Most will feel the same way watching newcomer Rian Johnson’s “Brick”. You’ll be scratching your head for the first three quarters of the film, but once you start to feel it’s cadence, and just give into it’s maverick ways, you’ll experience the best cinematic vacation one could hope for. But yes, you might still be scratching that head of yours for a couple of minutes on the drive home.
There’s films you can easily get away with walking ten minutes late into – say, a superhero flick, or something like “Die Hard” – and there’s films you can afford to be a good 20 mins or more late for – like “Top Gun”, speaking from memory, or an Adam Sandler comedy- and then there’s “Brick”, a film that doesn’t really matter what time you walk into it – be it at the very start, the first quarter or dead middle – because nobody is – regardless of how long they’ve been in auditorium – is going to be any the wiser as to what the heck is going on, than the tardy. Yep, it’s a mindf^#k all right – buy boy, does the headular penetration feel oh-so-good.
“Brick” is your typically convoluted murder mystery, but with the setting flipped from burnt-out private dicks, seasoned kingpins and by-the-book sergeants, to the schoolyard – where it’s teenagers that are caught up in the central mystery. Thing is, the youngsters act as if – and we’re not talking no “Bugsy Malone” bullshit, either – they are seasoned professionals of this harsh-world, especially our resigned hero, and the mobster-like thugs of the piece, instantly erasing the ‘age’ predicament from the setting. And it works. Never for a moment do you say to yourself, ‘Oh, sure, that kid’s only like 18 years old. As if!” – because it’s played out, and written, so honestly and meticulously.
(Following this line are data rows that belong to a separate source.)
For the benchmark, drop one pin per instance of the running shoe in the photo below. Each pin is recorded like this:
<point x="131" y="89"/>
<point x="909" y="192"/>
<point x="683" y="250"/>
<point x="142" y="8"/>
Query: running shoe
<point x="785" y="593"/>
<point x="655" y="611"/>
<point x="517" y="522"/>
Here’s a taste – but you’re only getting a taste, because it’s best experienced first hand – of the storyline: Brendan (Joseph Gordon-Levitt, of “Third Rock from the Sun” fame) gets a worrying call from his ex-girlfriend (Emilie de Ravin, of “Lost”) that sends him on a frantic mission to find where she’s at…. and what she’s got herself into. With the help of friend, the Brain (Matt O’Leary), and the mysterious Laura (Nora Zehetner, of “Everwood”), he works from the cryptic clues he’s been given, to get to the bottom of the case.
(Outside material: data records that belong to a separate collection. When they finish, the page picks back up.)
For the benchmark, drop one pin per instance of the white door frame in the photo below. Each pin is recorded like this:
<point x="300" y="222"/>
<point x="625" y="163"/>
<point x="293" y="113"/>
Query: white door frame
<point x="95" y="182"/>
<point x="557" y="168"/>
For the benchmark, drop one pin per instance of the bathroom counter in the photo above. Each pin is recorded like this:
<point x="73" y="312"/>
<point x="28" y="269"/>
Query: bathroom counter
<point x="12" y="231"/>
Obviously influenced by – not only the classic detective films of the 40s and 50s, but – David Lynch’s eccentrically outstanding whodunit series “Twin Peaks”, “Brick” is as a cheap-as-chips Indy that’s essentially relying on it’s captivating storyline to hypnotise it’s audience. And it will. From its extremely well written dialogue, exciting set-ups, uniquely drawn characters and tasty pay-off, the words are pure gold. Johnson is clearly a man who knows how to write. (He’s definitely an actor’s writer too, giving the cast, including Joseph Gordon-Levitt, Nora Zehetner, and Lukas Haas, some chunky stuff to chew on),
The newcomer – essentially straight out of film school – proves himself a bit of a creative entrepreneur behind the camera too. Sure, he’s seemingly robbed some of his cool moves from shows like “Peaks” – the lingering shot at the ceiling fan, being one – but most of the time, he attempts the most creative and imaginative of shots, never going – and you couldn’t blame him if he did, considering the petite budget – the cheap route. In short, he’s done more with his mind, and moolah, than a major studio would’ve, given the same material. But then, would the studio be working from the same material? Probably not. They’d probably excise every strange, new, fresh element out of the thing and Hollywood-ize it to the point that the audience feels raped of an experience. Intercourse with the charming, intellectual, unknown is much more interesting.
“Brick” isn’t just the coolest film of the year, it’s one of the best films you’ll see this year. “Twin Peaks” meets “Veronica Mars” with a puzzle even more fun to piece together than “Da Vinci Code”. See it, with a notepad.
Extras on the DVD include an audio commentary with the director – who brings in most of the actors, one by one, to join him on the track – as well as several deleted scenes (most of them deserved to be edited out – you’ll see why) and some audition tapes. Not a bad offering.